1. Los Zetas 说明合法训练可以流入非法暴力市场
1.1 一个贩毒集团改变了墨西哥毒品战争景观
- 2010 到 2011 年间,Los Zetas 绑架了数十名来自中美洲的移民。在塔毛利帕斯州 San Fernando,当局发现了乱葬坑。Open Society Justice Initiative 2016 年报告认为,Zetas 成员的杀戮、强迫失踪和酷刑有充分证据符合反人类罪法律定义。
- 这个团伙不只贩毒,还攻击多个城镇的无辜平民,用重武器对抗墨西哥政府,并制造大规模强迫失踪。它因此成为墨西哥毒品战争中极端暴力专业化的标志。
1.2 Zetas 的源头打破了“警察/军队 vs 犯罪者”的简单二分
- 多数人被教育成把 Zetas 这样的罪犯视为警察或军队的对立面,甚至把合法权威与非法贩毒集团的斗争理解为善恶对抗。但 Zetas 的特殊性在于,它由墨西哥陆军特别反叛乱部队的分裂成员创建。

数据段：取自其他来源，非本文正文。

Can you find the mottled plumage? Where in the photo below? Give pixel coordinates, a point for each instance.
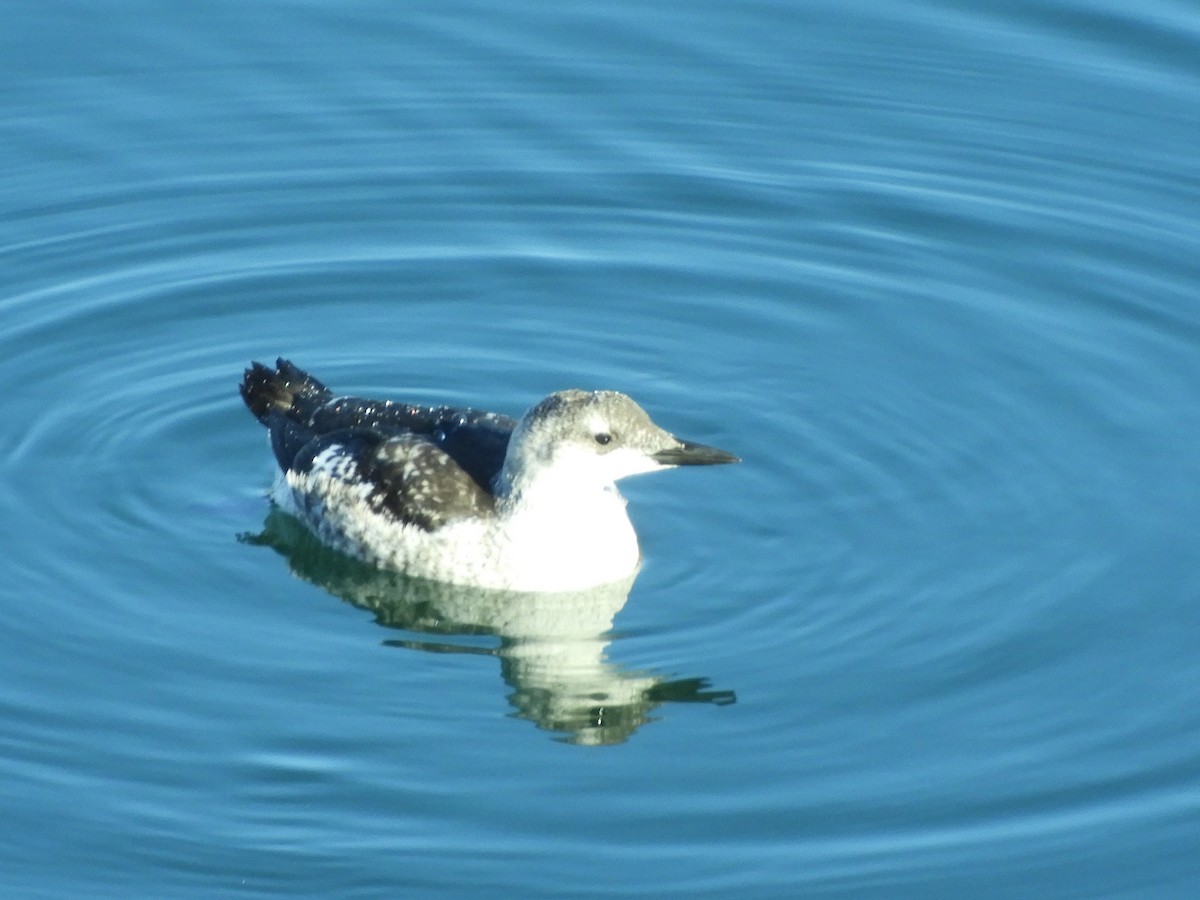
(465, 496)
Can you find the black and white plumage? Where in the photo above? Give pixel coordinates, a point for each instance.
(463, 496)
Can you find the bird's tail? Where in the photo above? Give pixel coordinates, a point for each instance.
(286, 389)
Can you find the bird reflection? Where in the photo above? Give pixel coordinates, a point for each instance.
(551, 646)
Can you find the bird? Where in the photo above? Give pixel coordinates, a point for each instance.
(461, 496)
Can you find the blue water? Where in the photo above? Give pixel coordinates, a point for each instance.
(930, 269)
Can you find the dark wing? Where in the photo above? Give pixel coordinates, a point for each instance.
(409, 478)
(297, 408)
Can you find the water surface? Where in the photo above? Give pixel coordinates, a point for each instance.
(929, 270)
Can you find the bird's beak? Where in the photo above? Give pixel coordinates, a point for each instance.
(685, 453)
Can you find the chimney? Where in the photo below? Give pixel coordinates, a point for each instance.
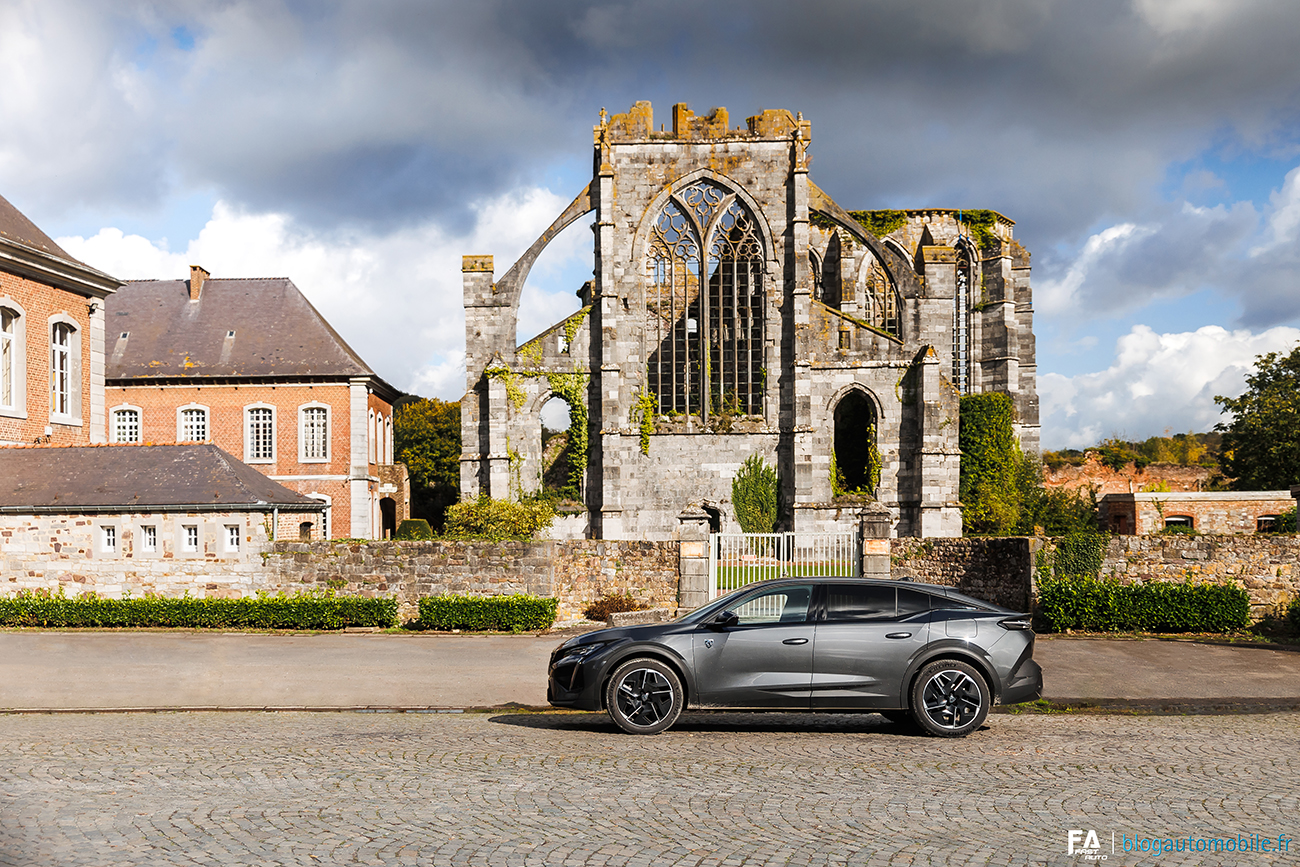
(196, 278)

- 1997 年,超过 30 名 GAFES(墨西哥特种空中机动小组)士兵叛逃,为海湾 cartel 头目工作。他们受政府训练,掌握心理恐怖、丛林战和重武器操作,后来用墨西哥军方无线电系统里的 Z 代码给组织命名。这条路径显示,士兵、警察、罪犯、游击队、恐怖分子甚至种族灭绝执行者之间,训练、战术和日常劳动常有大量共同点。
2. 暴力专家是一种工作:作者在少年犯访谈中听到的关键词是“上班”
2.1 Charles Tilly 的概念帮助重新命名组织化暴力
- 社会学家 Charles Tilly 称这些人为 violence specialists(暴力专家):无论受雇于政府、游击组织、黑手党还是警察部门,他们都执行日常化和专业化的暴力活动,并以此谋生。作者强调,难点正在于承认组织化暴力是一种工作,而且警察和罪犯可能共享某些职业底层。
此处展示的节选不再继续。